70% of Software Teams Say AI Is Hurting Code Quality
A new study from software testing company SmartBear surveyed 273 software quality decision-makers in January 2026 and found AI coding adoption nearly universal — but satisfaction with the results is not.
The Numbers
93% of teams surveyed have adopted AI coding tools. 40% now generate more than 41% of their code with AI, a figure expected to jump to 60% within 12 months as tools like Cursor, Claude Code, and GitHub Copilot become standard.
The problem: testing hasn't kept up. 70% of respondents say they are concerned application quality is already suffering. 60% have experienced actual quality issues in the past year from development outpacing testing capacity. 68% worry that faster AI-driven development will create testing bottlenecks they can't clear.

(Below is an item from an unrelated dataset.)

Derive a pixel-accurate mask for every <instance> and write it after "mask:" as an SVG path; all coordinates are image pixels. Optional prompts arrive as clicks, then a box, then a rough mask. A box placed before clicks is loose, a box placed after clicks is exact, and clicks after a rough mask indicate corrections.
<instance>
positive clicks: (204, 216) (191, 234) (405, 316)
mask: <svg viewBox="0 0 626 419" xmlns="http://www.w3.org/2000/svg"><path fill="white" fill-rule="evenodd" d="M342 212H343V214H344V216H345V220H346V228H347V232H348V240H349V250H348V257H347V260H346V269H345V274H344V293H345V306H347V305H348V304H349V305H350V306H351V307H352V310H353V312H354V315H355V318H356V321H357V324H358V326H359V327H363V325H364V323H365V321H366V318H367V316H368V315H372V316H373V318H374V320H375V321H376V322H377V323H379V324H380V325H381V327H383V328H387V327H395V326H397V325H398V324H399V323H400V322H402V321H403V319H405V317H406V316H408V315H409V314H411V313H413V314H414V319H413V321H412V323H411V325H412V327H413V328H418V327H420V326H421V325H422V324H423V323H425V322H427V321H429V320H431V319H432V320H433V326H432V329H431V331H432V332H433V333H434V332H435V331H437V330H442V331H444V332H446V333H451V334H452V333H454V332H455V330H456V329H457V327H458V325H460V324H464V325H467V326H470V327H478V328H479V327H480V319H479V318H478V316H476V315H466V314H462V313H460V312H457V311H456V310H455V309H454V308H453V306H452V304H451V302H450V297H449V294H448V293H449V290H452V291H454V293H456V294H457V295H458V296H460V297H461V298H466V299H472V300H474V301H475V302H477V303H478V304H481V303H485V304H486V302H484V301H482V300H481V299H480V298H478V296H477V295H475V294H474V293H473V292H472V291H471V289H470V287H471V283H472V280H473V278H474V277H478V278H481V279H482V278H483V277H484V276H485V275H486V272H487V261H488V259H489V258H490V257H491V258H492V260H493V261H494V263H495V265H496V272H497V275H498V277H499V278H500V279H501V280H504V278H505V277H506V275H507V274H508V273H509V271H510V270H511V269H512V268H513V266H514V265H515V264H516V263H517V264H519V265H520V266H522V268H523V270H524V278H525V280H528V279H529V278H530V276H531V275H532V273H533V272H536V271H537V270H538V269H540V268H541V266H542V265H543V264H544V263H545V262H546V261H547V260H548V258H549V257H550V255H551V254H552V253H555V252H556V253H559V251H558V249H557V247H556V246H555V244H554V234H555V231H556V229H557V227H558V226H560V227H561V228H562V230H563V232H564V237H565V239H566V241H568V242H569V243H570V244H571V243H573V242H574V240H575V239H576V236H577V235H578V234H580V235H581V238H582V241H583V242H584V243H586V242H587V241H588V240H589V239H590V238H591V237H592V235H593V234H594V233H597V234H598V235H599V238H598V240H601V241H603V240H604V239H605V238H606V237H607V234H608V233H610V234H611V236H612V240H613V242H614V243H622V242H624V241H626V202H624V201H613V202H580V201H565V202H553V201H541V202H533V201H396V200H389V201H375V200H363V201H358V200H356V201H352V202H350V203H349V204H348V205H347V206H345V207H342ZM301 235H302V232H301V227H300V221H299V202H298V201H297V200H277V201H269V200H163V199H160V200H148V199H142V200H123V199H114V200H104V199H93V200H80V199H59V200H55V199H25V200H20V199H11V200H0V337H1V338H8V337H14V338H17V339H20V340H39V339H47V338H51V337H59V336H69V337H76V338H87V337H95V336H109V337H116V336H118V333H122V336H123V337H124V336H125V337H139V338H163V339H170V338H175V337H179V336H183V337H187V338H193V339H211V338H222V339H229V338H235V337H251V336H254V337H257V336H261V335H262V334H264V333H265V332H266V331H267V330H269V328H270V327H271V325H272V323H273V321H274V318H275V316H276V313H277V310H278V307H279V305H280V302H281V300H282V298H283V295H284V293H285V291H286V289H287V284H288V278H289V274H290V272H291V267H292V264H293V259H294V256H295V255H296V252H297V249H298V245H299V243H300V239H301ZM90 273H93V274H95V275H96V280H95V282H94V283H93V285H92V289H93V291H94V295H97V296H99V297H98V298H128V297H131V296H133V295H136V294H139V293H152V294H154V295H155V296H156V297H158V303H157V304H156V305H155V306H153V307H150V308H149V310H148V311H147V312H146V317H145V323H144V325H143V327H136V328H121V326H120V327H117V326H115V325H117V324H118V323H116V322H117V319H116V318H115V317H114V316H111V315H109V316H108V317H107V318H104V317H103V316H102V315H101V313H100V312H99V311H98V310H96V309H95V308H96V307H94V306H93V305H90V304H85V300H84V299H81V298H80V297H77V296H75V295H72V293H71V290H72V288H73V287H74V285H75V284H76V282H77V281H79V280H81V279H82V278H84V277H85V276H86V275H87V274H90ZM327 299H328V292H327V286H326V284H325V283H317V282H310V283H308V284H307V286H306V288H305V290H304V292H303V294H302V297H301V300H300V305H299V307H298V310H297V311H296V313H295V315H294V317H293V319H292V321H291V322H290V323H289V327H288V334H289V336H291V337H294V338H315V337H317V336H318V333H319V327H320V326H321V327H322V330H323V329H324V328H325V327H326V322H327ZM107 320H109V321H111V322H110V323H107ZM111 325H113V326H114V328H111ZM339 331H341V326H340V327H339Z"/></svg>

Despite 87% of teams having some test automation in place, 92% still test manually — suggesting existing automation pipelines weren't designed for the volume and velocity AI code generation produces.
The Confidence Gap
Perhaps the most striking finding: 65% of respondents believe their leadership doesn't fully recognize the AI testing risks. The same share reports under-investment in application-level testing.
Developers are shipping faster but accumulating quality debt they may not be able to see yet. 97% of surveyed organizations plan to increase testing investment in 2026, with 86% increasing budgets by 11% or more.
The study reinforces a pattern showing across the industry: AI accelerates output, but the responsibility for verifying that output has not been automated at the same rate.